For six years, an Indian nurse's murder in Sydney has remained unsolved

MELBOURNE: For over a week, no one had noticed the dying homeless Indian-origin woman in the bushlands of a quiet Sydney suburb. It may not have made a difference if someone had — she had sustained 80% burns in an acid attack. Monika Chetty, 39, died 27 painful days later at a hospital. But police know little more now than they did then, six years ago. Now, in its third public appeal, the state government of New South Wales, Australia has announced a $500,000 AUD reward for leads in what has been a blind case so far. The inquest will begin in a week.
“The brutality was unlike anything I had seen in all my years as an officer,” Andrew Booth, investigating officer in the case, told TOI. “Medical reports suggest she had been in that condition for seven to 10 days before she was found, without any pain management,” said Matthew Newton, acting superintendent of Liverpool Police Station.
But tracing suspects, motives and any part of the narrative that preceded the attack has been difficult. She had been a nurse for only two years before giving it up to take “odd jobs”, which police did not get into the details of. She had been evicted from her house, was in and out of public housing and had been living in her car in Liverpool when she was killed. Her family, who are from UP and Bihar and had moved to Australia in 1988 from Fiji, has rarely appeared before the media. And she had divorced her husband, Ronald Chetty, six years before she died. They had three children.
Given the nature of the attack, police believe there was a personal motive.
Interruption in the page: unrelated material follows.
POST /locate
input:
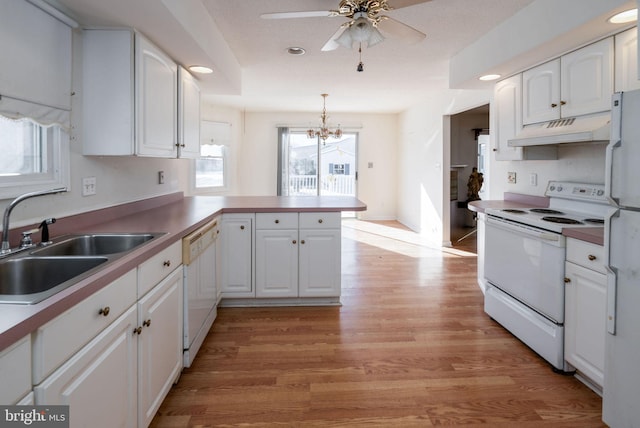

In her statement, Monika had told the police she had refused to share a smoke with a stranger at Bigge Park, a water playground, after which he attacked her. “We strongly believe she told the initial investigating police a story about Bigge Park to protect herself or those she loved from reprisal,” detective-inspector Dean Johnstone had said at a press conference in 2018.
The “reprisal” could have to do with an angle police have been pursuing — a marriage visa scam she was allegedly involved in. An investigative journalist from ABC News, Hagar Cohen, has done extensive work on tracing the network of young people Chetty was allegedly offering her visa services to — for a sum of money (around $40,000AUD), she could find an Australian match for an immigrant to help them stay on in the country.
Like Gokul Mochi, a student from Gujarat. “Mochi’s account was that he wanted to settle in Australia on a skilled migration visa when his student visa expired. But immigration laws in Australia changed around the time. His friends at an Indian restaurant he was working at told him about Chetty,” said Cohen. He would pay her in instalments of $1,000 and had managed to pay off $30,000 when Chetty died. Immigration officials soon got a hold of him and had him deported. Cohen went on to meet several like Mochi. “In the months leading up to her death, Chetty had been approaching a number of people, asking if they were interested in a marriage-for-visa arrangement.”
Her husband, however, did not know anything about her life. “She was in sporadic touch with her husband and children. But her whereabouts and source of income were not known (to them),” said Booth. While Liverpool residents and members of the Indian community in Sydney did offer to help her, she had reportedly declined. “What was bizarre about Monika’s situation was that she did not want any help. A women’s refuge offered her food, shelter, blankets etc, but she refused that help as well,” said Cohen.
After all these years, the coroner’s inquest, held when a death is suspicious, will begin on November 23. “The inquest comes late because the police were still working on all lines of inquiry and closing them off,” said Booth. “All evidence we have collated so far will be looked at for cause of death and lines of inquiry that need to be followed will be formalised … We all want answers to this horrific, personal crime.”